Al comenzar cualquier actividad es importante invocar a Aquel que todo lo puede para que derrame su bendición sobre cada uno de nosotros a lo largo de los días de la actividad que emprendemos. Poner en manos de Dios aquello que iniciamos, con los temores y esperanzas, las alegrías y tristezas, las expectativas y realidades, son sin duda oportunidades de descubrir en nosotros mismos una nueva forma de ver las cosas.

Somos responsables de lo que hacemos, decimos, pensamos, obramos desde la infinita raíz de nosotros mismos, desde nuestra razón de ser, la del ser humano. Somos libres para pensar, para imaginar, para crear, para trabajar, para estudiar; nuestra capacidad más grande es ésta: la libertad. Y debemos de ser responsables y libres para hacer crecer y desarrollar nuestras capacidades, aptitudes, cualidades y aptitudes, éstas que nos hacen, a cada uno, únicos e irrepetibles, despertando cada uno la imaginación, motivando su inventiva, desarrollando su creatividad y enriqueciendo su espíritu.

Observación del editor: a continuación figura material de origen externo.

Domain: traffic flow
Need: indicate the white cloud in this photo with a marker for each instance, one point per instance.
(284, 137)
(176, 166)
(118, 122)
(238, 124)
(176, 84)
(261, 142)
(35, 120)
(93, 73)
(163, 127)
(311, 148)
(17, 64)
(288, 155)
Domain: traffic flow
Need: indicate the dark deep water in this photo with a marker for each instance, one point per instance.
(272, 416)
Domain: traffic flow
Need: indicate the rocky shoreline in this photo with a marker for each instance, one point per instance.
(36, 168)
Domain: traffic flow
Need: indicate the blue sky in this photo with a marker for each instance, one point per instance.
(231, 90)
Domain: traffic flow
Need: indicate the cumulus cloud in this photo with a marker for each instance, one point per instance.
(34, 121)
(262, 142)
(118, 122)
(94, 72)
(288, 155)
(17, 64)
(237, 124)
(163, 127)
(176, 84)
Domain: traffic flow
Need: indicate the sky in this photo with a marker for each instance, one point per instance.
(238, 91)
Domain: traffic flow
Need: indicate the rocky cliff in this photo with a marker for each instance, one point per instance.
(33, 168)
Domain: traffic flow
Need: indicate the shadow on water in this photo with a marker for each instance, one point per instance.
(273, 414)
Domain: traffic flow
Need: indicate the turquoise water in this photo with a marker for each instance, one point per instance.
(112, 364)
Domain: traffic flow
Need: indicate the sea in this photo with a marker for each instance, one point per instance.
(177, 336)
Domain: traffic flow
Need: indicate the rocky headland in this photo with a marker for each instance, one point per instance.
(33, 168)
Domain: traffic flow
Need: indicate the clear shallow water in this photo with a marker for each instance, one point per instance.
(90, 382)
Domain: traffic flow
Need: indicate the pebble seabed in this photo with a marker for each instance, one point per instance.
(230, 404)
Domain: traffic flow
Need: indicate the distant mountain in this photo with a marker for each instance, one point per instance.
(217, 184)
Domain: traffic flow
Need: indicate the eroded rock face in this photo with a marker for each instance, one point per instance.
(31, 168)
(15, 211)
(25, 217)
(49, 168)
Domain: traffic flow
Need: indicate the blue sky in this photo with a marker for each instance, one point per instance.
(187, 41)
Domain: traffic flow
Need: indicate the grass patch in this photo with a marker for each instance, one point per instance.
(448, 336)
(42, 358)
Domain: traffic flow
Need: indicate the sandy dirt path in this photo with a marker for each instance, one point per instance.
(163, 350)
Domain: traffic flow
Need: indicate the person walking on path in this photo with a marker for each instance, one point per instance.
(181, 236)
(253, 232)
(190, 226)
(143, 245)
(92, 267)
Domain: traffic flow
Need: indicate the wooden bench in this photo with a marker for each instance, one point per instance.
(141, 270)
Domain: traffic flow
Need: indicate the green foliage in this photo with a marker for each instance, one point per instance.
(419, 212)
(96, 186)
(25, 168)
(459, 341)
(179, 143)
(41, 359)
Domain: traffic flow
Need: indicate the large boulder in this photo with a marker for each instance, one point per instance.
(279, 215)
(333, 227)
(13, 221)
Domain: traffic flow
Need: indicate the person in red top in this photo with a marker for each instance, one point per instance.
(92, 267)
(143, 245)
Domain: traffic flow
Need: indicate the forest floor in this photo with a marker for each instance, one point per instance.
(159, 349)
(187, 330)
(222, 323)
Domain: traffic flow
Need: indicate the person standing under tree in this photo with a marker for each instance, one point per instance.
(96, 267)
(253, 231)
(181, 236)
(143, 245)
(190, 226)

Ciertamente ser capaces de dar una palabra de aliento y de realizar una crítica constructiva, propositiva nos da la oportunidad de crecer en toda nuestras dimensiones como seres humanos, reconociendo que somos producto de nuestra cultura y que en la medida que lo deseemos debemos cuidarla, fomentarla, practicarla y conocerla.

La Universidad Marista desea ofrecer una formación a las nuevas generaciones en justo equilibro entre los conocimientos académicos y científicos, la práctica del deporte, el aprecio por la cultura y el desarrollo del talento artístico, dando respuestas adecuadas a las necesidades del ser humano de hoy, del siglo XXI, en el tiempo y en el espacio; en las circunstancias y derroteros, desde la realidad del entorno y en la situación que nos toca vivir, afrontándola y confrontándola, asumiendo deberes y responsabilidades así como exigiendo el respeto a los derechos individuales y a las obligaciones, preservando todo ello, en el marco de nuestro modelo educativo, el interés por una formación integral humanística.

Hacer de nuestra comunidad universitaria un lugar de encuentro para todos aquellos que asisten a ella y dibujar la sociedad lo más representativamente posible es ya una realidad que nos exige, que nos confronta y que nos humaniza.

Crezcamos frente a los desafíos que se nos presentan: compartámoslos y creamos en ellos como el reto que nos hace aglutinarnos y solidarizarnos; Levantemos la vista y encontremos nuevos derroteros para cada uno de nosotros; Encontremos respuestas nuevas a nuestras inquietudes que generan cuestionamiento en la búsqueda de todo ser: el Bien, como sinónimo de felicidad; Demos respuestas valientes e inéditas a situaciones actuales y decisivas de nuestras vidas.